Writing an asynchronous STEEM web-app in Python with asyncsteem

Repository

https://github.com/pibara-utopian/asyncsteem

What Will I Learn?

  • You will learn how to build an asynchronous STEEM web-service that provides and structures live feed from the STEEM blockchain using Twisted-Web and asyncsteem.
  • You will learn how to bind the resulting structured feed info in a simple VisJS based visualization.

Requirements

  • Experience with Python
  • A base understanding of the STEEM blockchain
  • Experience with HTML and Javascript

Difficulty

  • Intermediate

Tutorial Contents

Where in a previous tutorial we covered the use of the asyncsteem Python STEEM library for extracting stats from historical blockchain data only, a task that should be doable with approximately an equal amount of trouble in other Python STEEM libraries such as steem-python and Beem, in this tutorial we are going to dive into specifically the type of use case that asyncsteem was designed for: Doing asynchronous networking. Specifically we are going to look into combining asyncsteem with a Twisted-Web web-service implementation and providing a simple life-updated visualization for that web service using the JavaScript VisJS visualization library

On asynchronous frameworks

If you have some experience with both the JavaScript Node framework and one of the synchronous Python STEEM libraries, you probably realize that there are tasks, especially networking tasks, that are much more convenient and easy to implement within the confines of an asynchronous framework such as Node. No need to mess with different threads just to keep up with a few hands full of clients. No need for many of the locks and mutexes that can sometimes make your life a hell if you need to debug your code to fix a deadlock or find a strange race condition. Asynchonous frameworks really can be your best friend when your application needs to talk to multiple networking parties, using multiple API's or even protocols from within the same program, being a server for some and a client for others.
Well, there also are such frameworks for Python and the most extensive one available is the Twisted framework. In fact, if you have worked with Node and start to dive into what Twisted can provide for you, it will soon become apparent why some Twisted enthusiasts refer to Twisted as Node on steroids. The asyncsteem Python STEEM library is a library for interacting with the STEEM JSON-RPC API in a way that is 100% compatible with the design of the Twisted asynchronous framework.

What asyncsteem isn't

The asyncsteem library isn't a general-purpose Python API for STEEM. If it will ever become a general-purpose library, but today it isn't. The most important reason for that is the fact that the library doesn't implement any kind of transaction signing and hopefully, it won't need to. Ideally, an application using asyncsteem for asynchronous RPC would be able to use a library such as Beem for creating signed transactions, but there currently are some rather technical reasons why this isn't possible yet. The important take away point today is that asyncsteem is great for stats and linking a blockchain feed to other asynchronous STEEM JSON-RPC API calls and different asynchronously handled networking services, not for things like a voting bot or a comment bot or other applications that require signed transactions to work.

A Twisted logger

import io
from os.path import join, dirname, realpath
from twisted.logger import Logger, textFileLogObserver

...
#Find the directory our script lives in
mypath = dirname(realpath(__file__))
#Instantiate a log observer for logging to a text file in our script directory.
observer = textFileLogObserver(io.open(join(mypath,"flag_stream.log"), "a"))
#Instantiate the actual logger.
logger = Logger(observer=observer,namespace="asyncsteem")

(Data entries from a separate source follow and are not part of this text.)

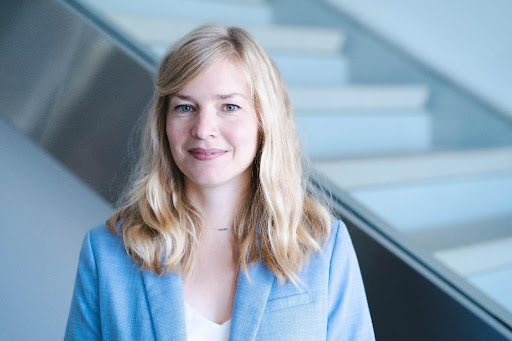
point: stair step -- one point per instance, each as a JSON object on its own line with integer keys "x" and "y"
{"x": 496, "y": 284}
{"x": 228, "y": 13}
{"x": 359, "y": 97}
{"x": 301, "y": 69}
{"x": 160, "y": 32}
{"x": 355, "y": 133}
{"x": 385, "y": 170}
{"x": 424, "y": 204}
{"x": 444, "y": 237}
{"x": 481, "y": 257}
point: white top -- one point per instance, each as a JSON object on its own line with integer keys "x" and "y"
{"x": 199, "y": 328}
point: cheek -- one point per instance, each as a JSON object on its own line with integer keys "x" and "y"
{"x": 174, "y": 136}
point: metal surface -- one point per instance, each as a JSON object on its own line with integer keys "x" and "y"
{"x": 72, "y": 89}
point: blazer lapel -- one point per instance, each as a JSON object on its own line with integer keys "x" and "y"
{"x": 165, "y": 299}
{"x": 250, "y": 300}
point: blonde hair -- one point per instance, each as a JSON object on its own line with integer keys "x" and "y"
{"x": 279, "y": 221}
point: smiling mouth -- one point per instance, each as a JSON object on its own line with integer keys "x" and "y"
{"x": 206, "y": 154}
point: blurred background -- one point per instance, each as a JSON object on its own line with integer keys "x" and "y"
{"x": 404, "y": 109}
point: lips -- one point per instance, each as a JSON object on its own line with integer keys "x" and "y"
{"x": 206, "y": 154}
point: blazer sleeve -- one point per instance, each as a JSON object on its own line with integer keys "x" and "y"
{"x": 349, "y": 316}
{"x": 84, "y": 316}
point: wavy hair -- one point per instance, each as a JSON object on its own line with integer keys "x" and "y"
{"x": 280, "y": 221}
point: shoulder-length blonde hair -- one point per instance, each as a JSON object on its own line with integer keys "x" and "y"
{"x": 279, "y": 221}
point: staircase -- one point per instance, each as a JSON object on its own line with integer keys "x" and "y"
{"x": 373, "y": 141}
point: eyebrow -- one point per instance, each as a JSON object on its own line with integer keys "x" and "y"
{"x": 220, "y": 96}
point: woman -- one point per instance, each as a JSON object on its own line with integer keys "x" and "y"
{"x": 219, "y": 189}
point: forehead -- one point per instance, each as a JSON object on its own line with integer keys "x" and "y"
{"x": 222, "y": 79}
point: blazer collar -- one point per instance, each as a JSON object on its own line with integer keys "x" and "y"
{"x": 166, "y": 303}
{"x": 165, "y": 298}
{"x": 250, "y": 301}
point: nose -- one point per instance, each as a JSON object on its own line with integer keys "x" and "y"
{"x": 205, "y": 124}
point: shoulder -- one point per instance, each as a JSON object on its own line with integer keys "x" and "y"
{"x": 339, "y": 239}
{"x": 104, "y": 246}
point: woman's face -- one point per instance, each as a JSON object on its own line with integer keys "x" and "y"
{"x": 212, "y": 127}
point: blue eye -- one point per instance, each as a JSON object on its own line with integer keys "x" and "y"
{"x": 184, "y": 108}
{"x": 231, "y": 107}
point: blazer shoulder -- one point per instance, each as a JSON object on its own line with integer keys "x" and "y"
{"x": 338, "y": 234}
{"x": 105, "y": 244}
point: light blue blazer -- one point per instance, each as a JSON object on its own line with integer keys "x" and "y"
{"x": 114, "y": 300}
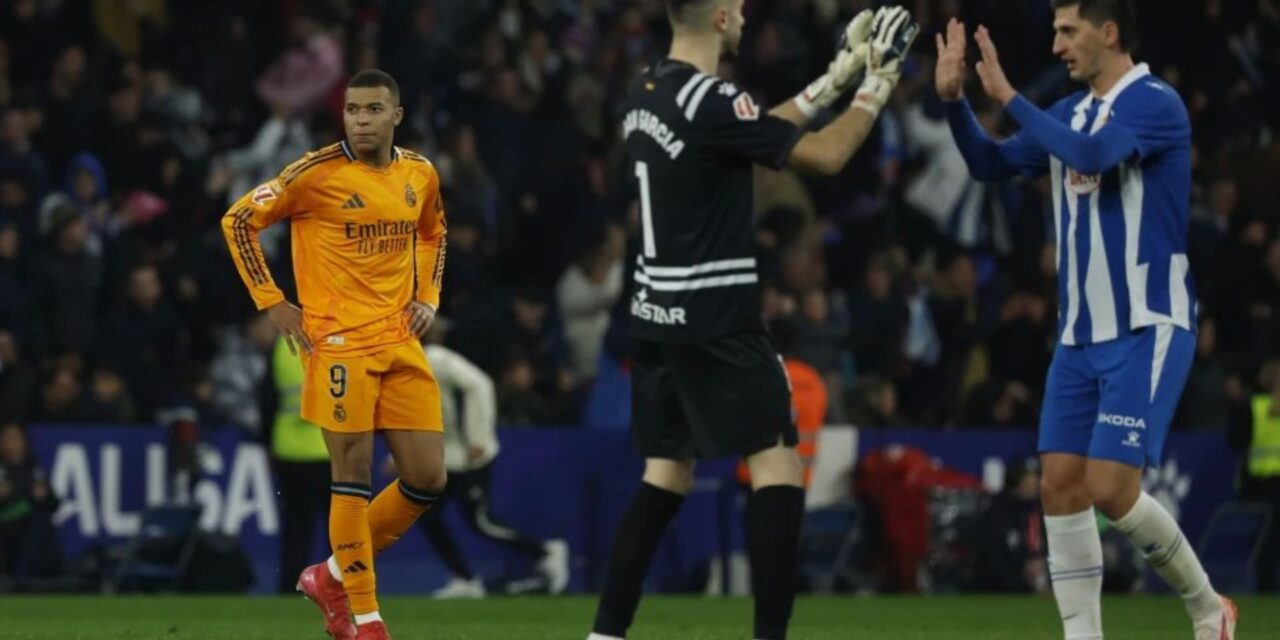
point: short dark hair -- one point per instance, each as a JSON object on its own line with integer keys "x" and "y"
{"x": 370, "y": 78}
{"x": 679, "y": 10}
{"x": 1100, "y": 12}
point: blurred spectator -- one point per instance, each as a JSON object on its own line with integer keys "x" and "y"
{"x": 67, "y": 284}
{"x": 873, "y": 403}
{"x": 28, "y": 540}
{"x": 18, "y": 379}
{"x": 19, "y": 159}
{"x": 146, "y": 341}
{"x": 1011, "y": 551}
{"x": 1004, "y": 403}
{"x": 108, "y": 398}
{"x": 86, "y": 184}
{"x": 67, "y": 108}
{"x": 1211, "y": 388}
{"x": 13, "y": 298}
{"x": 62, "y": 398}
{"x": 586, "y": 292}
{"x": 304, "y": 74}
{"x": 240, "y": 371}
{"x": 1257, "y": 433}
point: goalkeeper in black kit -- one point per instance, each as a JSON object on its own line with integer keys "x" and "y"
{"x": 707, "y": 379}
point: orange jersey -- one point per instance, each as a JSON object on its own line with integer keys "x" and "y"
{"x": 365, "y": 243}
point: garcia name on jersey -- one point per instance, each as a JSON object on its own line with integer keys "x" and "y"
{"x": 693, "y": 138}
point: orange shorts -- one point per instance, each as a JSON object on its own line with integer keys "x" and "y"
{"x": 393, "y": 388}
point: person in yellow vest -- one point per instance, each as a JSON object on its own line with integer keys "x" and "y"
{"x": 1262, "y": 470}
{"x": 301, "y": 466}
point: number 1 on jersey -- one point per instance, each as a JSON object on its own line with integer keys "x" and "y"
{"x": 650, "y": 250}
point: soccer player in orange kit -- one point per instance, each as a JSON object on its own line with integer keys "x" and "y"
{"x": 368, "y": 231}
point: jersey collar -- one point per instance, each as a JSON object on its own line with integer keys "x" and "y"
{"x": 351, "y": 155}
{"x": 1138, "y": 72}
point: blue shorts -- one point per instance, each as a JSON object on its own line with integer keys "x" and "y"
{"x": 1115, "y": 400}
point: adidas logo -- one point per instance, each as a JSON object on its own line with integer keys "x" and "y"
{"x": 355, "y": 201}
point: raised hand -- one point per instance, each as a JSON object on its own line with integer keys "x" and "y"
{"x": 950, "y": 72}
{"x": 845, "y": 67}
{"x": 992, "y": 76}
{"x": 892, "y": 33}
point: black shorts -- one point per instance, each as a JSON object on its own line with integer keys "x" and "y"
{"x": 727, "y": 396}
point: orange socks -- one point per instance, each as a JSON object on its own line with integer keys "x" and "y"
{"x": 352, "y": 544}
{"x": 394, "y": 510}
{"x": 359, "y": 530}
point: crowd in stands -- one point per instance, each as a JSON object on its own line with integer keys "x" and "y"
{"x": 919, "y": 296}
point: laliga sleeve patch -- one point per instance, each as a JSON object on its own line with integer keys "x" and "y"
{"x": 745, "y": 108}
{"x": 264, "y": 193}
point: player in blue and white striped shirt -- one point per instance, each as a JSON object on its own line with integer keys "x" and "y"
{"x": 1119, "y": 160}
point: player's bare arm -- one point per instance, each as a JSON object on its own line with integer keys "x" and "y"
{"x": 828, "y": 150}
{"x": 950, "y": 72}
{"x": 995, "y": 83}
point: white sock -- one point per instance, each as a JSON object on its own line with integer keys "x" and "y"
{"x": 1075, "y": 568}
{"x": 364, "y": 618}
{"x": 334, "y": 570}
{"x": 1166, "y": 549}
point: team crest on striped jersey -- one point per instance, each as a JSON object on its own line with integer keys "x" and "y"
{"x": 1082, "y": 184}
{"x": 745, "y": 108}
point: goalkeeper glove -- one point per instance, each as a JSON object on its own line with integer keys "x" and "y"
{"x": 849, "y": 62}
{"x": 892, "y": 33}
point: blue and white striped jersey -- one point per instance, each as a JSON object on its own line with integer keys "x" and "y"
{"x": 1121, "y": 192}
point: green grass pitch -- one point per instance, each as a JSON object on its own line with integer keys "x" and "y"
{"x": 568, "y": 618}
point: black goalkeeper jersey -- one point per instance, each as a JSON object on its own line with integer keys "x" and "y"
{"x": 693, "y": 138}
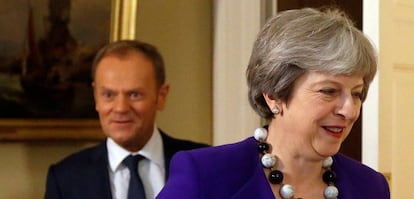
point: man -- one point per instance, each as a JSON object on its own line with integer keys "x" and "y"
{"x": 129, "y": 88}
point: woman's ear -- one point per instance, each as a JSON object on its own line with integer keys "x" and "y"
{"x": 274, "y": 104}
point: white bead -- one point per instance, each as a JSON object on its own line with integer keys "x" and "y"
{"x": 327, "y": 162}
{"x": 331, "y": 192}
{"x": 268, "y": 160}
{"x": 260, "y": 134}
{"x": 287, "y": 191}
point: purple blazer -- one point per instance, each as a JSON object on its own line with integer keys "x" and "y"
{"x": 234, "y": 171}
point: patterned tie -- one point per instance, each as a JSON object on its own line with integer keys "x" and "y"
{"x": 136, "y": 188}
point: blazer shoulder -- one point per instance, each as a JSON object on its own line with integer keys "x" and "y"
{"x": 175, "y": 144}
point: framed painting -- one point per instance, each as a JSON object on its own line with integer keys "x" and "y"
{"x": 45, "y": 59}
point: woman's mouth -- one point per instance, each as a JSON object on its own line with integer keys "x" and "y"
{"x": 334, "y": 131}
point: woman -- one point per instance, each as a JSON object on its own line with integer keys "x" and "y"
{"x": 308, "y": 75}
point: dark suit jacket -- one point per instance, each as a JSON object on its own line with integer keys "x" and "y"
{"x": 84, "y": 175}
{"x": 234, "y": 171}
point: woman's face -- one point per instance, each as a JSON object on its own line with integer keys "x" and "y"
{"x": 321, "y": 111}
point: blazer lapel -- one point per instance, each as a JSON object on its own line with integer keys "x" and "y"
{"x": 98, "y": 173}
{"x": 256, "y": 187}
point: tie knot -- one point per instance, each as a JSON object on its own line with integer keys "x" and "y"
{"x": 131, "y": 162}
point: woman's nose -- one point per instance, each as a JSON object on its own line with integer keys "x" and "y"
{"x": 349, "y": 107}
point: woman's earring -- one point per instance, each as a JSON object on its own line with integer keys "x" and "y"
{"x": 275, "y": 110}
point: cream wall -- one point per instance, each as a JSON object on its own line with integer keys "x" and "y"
{"x": 396, "y": 94}
{"x": 182, "y": 30}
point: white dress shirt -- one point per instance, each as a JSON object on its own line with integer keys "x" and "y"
{"x": 151, "y": 169}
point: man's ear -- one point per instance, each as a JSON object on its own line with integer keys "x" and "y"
{"x": 162, "y": 96}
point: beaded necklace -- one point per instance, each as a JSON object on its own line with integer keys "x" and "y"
{"x": 276, "y": 176}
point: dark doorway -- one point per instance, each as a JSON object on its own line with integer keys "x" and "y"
{"x": 352, "y": 146}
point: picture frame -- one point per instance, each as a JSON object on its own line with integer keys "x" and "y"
{"x": 121, "y": 21}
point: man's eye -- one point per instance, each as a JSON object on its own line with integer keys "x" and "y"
{"x": 134, "y": 94}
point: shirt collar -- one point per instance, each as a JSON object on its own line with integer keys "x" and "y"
{"x": 153, "y": 151}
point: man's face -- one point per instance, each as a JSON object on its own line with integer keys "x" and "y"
{"x": 127, "y": 99}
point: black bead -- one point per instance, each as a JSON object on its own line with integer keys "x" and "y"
{"x": 263, "y": 147}
{"x": 329, "y": 177}
{"x": 276, "y": 177}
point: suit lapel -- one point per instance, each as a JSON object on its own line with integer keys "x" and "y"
{"x": 98, "y": 173}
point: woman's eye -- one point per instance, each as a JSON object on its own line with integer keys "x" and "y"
{"x": 328, "y": 91}
{"x": 108, "y": 94}
{"x": 358, "y": 95}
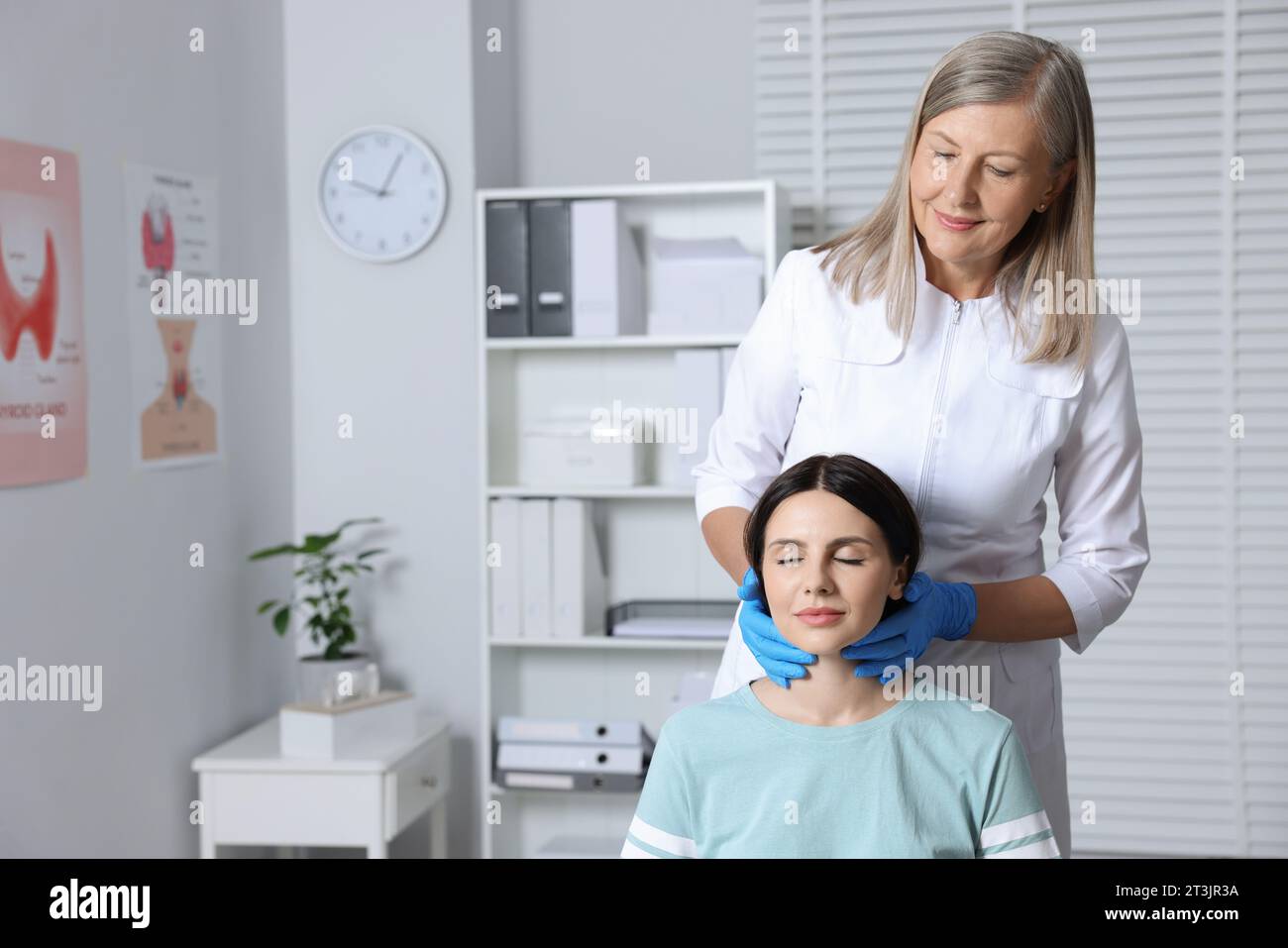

The first asynchronous component to our program we will need to set up is a logger. You may not think of logging to a file as something that benefits from an asynchronous approach, but even writing to local files when not done asynchronously constitutes blocking operations that could block the responsiveness of networking modules in your code. In the above code, we instantiate a simple logger that will log to a text file. It is always a good idea to run some type of tail command on your log file while running your code, but for now, we have a logger so if anywhere in our code we need to log something asynchronously, now we can.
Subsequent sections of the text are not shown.